Tuesday, February 5, 2013

An Ounce Of Prevention

An old Chinese legend tells about a man who was searching for the world's greatest physician.*  He learns of a man who can heal any illness, and he assumes that this healer must be the one he is seeking.  The healer denies this, saying that another physician is even greater.  The greatest physician is the one who can heal any disease before it even begins.

I've lost track of how many times I've heard someone say recently that the point of the Second Amendment is, first of all, to safeguard the other rights enumerated in the Constitution, and second, that a well-regulated militia is necessary in case we ever need to overthrow a government that has turned into a tyranny.

I have a little (though not much) sympathy with the second of those positions, but the first is, I think, simply wrong.  Here's why: the First Amendment is itself an extremely powerful tool, and it is fitting that it should precede the Second, because an attempt to solve problems by reasonable words should always precede the attempt to solve our problems by force.  In other words, if we exercise our First Amendment rights responsibly, we will never need to invoke the Second to overthrow our government. One of the beautiful things about our Constitution is the way it provides means for us to address unjust power grabs by our government officials without starting an insurrection.

But the bigger problem is one of what fills our hearts and minds: Focusing our attention on preparing to overthrow a future tyranny is like a physician preparing to euthanize a patient who might someday become ill. Yes, it is possible to "cure" any illness by killing the patient, but it's not good medicine.  We need more than just preparedness to kill a disease; we need to promote good health as well.

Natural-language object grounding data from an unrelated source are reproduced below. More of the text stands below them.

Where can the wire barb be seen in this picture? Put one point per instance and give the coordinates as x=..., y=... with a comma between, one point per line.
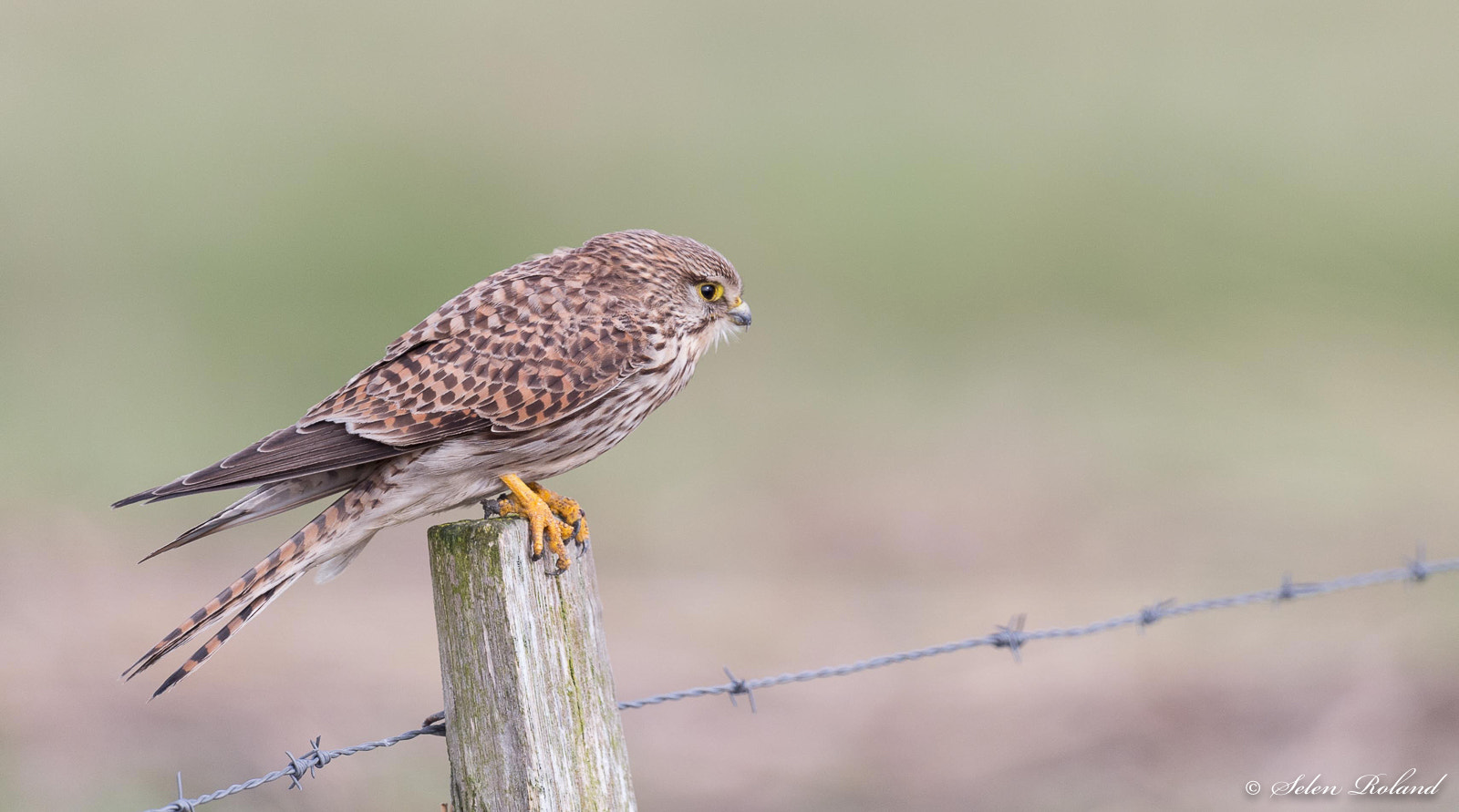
x=1011, y=637
x=739, y=687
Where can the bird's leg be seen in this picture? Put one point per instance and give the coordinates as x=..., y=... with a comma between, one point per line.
x=543, y=525
x=565, y=509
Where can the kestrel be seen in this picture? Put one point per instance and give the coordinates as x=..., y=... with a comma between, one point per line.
x=525, y=375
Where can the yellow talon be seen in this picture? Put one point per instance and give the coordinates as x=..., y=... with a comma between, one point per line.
x=542, y=509
x=565, y=509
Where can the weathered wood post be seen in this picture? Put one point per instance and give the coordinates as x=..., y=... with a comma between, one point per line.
x=532, y=717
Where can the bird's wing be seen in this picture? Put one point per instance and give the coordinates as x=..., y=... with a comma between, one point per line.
x=515, y=362
x=522, y=349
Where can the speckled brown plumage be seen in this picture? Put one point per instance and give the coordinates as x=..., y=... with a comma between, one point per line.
x=529, y=374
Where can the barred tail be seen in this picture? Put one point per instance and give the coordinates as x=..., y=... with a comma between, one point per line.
x=253, y=591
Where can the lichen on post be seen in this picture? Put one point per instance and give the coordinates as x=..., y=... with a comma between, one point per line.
x=532, y=716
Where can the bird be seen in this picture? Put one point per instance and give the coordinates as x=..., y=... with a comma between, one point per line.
x=532, y=372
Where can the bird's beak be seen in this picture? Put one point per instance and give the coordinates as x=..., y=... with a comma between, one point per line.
x=740, y=313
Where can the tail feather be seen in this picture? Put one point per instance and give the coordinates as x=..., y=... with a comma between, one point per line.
x=253, y=591
x=216, y=642
x=270, y=500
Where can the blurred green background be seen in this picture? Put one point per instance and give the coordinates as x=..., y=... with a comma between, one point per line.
x=1061, y=308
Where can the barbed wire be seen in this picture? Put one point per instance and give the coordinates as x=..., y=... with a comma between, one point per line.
x=1010, y=636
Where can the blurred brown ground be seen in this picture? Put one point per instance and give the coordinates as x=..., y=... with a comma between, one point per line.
x=1060, y=309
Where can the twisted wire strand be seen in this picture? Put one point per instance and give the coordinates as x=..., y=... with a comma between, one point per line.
x=1010, y=636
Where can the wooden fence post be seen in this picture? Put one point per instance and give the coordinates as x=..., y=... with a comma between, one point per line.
x=532, y=717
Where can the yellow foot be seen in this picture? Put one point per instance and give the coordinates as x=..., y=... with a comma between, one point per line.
x=551, y=518
x=565, y=509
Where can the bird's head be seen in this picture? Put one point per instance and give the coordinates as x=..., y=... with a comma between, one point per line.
x=690, y=287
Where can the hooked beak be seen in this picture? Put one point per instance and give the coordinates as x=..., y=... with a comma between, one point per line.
x=740, y=313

If you're concerned about the nation becoming a tyranny, buying more guns is a poor response.  Here are some far better responses:
  1. Support good schools. One of the best defenses against a nation falling apart is a well-educated populace.  People who are able to think for themselves are less likely to let others do their thinking for them, which is one of the surest defenses against abdicating to a tyrant.  People who know their rights and their history will be well-prepared to fight to defend them.  People who only know how to fight but don't know what they're fighting for promote instability in government.
  2. Promote economic opportunity for everyone.  We celebrate Dr. King as a promoter of equal rights, but it's worth remembering that for him those rights were closely tied to the opportunity to exercise them and to help one's family to flourish.
  3. Encourage bright people in your community to become teachers. Public school teachers play too important a role for us to not want our brightest minds in our classrooms.  I'm not just talking about STEM fields, either.  Literature, history, social sciences and arts are the disciplines that shape our imaginations.  Without good art and good stories, you don't have a nation, period.   
  4.  Subscribe to your local newspaper. Here are two of the most important professions for any democracy: law and journalism.  Without defense attorneys to defend rights, equal rights don't mean much.  And without investigative journalism, power will corrupt governors unchecked.  Your subscription is your share of the paycheck of people who will watch the custodians of the state.  There's not much more important than that.
Democracies are not just defended by military might; the first lines of defense are in those places where the diseases to which democracies succumb are cured before they begin: teachers, lawyers, and journalists all practice preventive medicine for democracies.  If your sole response to the threat of tyranny is to pick up a gun, you should rethink your political medicine, and begin to practice like the world's greatest physicians, eliminating the diseases before they begin.

*****

* Thomas Cleary tells this story in the translator's introduction to his edition of Sun Tzu's The Art Of War (Shambhala: Boston and London, 1988) p. 1.